Wenn eine forensische Anthropologin Romane über ihre eigene Arbeit schreibt, dann lernen die Leserinnen und Leser auf jeden Fall schon einmal eine ganze Menge über forensische Anthropologie. Dass es möglich ist, diesen Unterricht auch mit einer interessanten Art von Kriminalerzählung zu verbinden, hat Frau Reichs bereits in ihren ersten vier Büchern zweifelsfrei bewiesen, und sie übertrifft hier sicherlich die Arbeit von der bekannteren Patricia Cornwell zumindest im Bereich der jüngeren Werke bei weitem.

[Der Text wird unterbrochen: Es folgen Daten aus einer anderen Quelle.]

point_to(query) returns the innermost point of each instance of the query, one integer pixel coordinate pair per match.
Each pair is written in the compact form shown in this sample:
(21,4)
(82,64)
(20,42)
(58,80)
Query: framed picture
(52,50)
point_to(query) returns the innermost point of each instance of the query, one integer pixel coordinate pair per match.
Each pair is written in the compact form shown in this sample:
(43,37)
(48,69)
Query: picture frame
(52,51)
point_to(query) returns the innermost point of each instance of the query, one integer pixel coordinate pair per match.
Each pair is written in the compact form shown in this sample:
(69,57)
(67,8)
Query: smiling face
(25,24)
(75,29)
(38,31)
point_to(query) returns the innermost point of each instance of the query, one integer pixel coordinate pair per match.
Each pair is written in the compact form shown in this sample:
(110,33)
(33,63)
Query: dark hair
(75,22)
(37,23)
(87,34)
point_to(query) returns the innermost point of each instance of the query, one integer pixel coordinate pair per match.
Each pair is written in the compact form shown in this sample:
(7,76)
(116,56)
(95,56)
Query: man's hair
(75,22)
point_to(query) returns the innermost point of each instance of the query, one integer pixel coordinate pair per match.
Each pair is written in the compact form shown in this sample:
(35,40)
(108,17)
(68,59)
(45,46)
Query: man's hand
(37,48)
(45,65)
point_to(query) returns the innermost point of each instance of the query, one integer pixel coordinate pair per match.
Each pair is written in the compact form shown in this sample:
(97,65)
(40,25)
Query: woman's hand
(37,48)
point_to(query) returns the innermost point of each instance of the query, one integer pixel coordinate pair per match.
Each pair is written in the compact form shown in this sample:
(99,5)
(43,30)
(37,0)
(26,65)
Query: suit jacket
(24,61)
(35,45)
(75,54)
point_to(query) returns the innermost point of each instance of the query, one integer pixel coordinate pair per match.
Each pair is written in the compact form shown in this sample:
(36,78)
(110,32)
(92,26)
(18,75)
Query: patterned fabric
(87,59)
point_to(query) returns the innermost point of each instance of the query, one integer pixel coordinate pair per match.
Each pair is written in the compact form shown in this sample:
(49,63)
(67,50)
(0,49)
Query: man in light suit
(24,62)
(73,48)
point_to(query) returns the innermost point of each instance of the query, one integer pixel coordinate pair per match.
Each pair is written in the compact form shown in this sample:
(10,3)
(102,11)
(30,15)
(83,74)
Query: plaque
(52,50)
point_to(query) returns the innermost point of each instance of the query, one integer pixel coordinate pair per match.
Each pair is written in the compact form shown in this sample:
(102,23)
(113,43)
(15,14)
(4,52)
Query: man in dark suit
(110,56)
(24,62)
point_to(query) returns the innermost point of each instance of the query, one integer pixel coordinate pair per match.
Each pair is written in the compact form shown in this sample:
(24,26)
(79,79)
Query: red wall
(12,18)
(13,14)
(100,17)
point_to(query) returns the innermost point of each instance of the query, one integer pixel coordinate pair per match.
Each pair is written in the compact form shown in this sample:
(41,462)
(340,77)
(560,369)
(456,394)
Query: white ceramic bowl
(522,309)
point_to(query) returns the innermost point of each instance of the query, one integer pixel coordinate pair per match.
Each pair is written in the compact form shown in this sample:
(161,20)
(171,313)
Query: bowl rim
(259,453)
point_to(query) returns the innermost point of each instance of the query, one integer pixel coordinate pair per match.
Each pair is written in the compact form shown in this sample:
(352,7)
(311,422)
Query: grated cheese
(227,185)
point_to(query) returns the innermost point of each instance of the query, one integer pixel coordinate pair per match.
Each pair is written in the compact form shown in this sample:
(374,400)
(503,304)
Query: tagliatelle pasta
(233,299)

Tempe Brennan, die Heldin der vorherigen Romane, befindet sich in Guatemala, um hier bei der Untersuchung von Grabstätten aus der innenpolitisch heißen Phase zu helfen. Während eine wichtige Ausgrabung läuft, werden zwei ihrer Mitarbeiter auf dem Rückweg von Guatemala City überfallen. Einer wird getötet, und die andere Mitarbeiterin ist nach einer  schweren Schussverwundung in einem Koma. Doch Tempe hat nicht viel Zeit sich um diese Dinge zu kümmern, denn sie wird von der Polizei von Guatemala City gebeten, bei der Untersuchung einiger seltsamer Mordfälle zu helfen, bei denen sich auch die Tochter eines kanadischen Diplomaten unter den Opfern zu befinden scheint. Zunächst widerwillig stimmt sie schließlich zu, nur um die ersten Knochen, die sie aus einer Art Senkgrube sichert direkt an Vertreter der guatemaltekischen Polizeibürokratie zu verlieren. Durch die Hilfe eines guatemaltekischen Polizisten namens Galiano, der sich später als ein alter Schulfreund ihres Beinahliebhabers Ryan herausstellt, gelingt es ihr aber trotzdem, die Überreste der Verstorbenen näher in Augenschein zu nehmen. Dabei findet sie auch die Überreste eines Embryos unter den anderen Knochen.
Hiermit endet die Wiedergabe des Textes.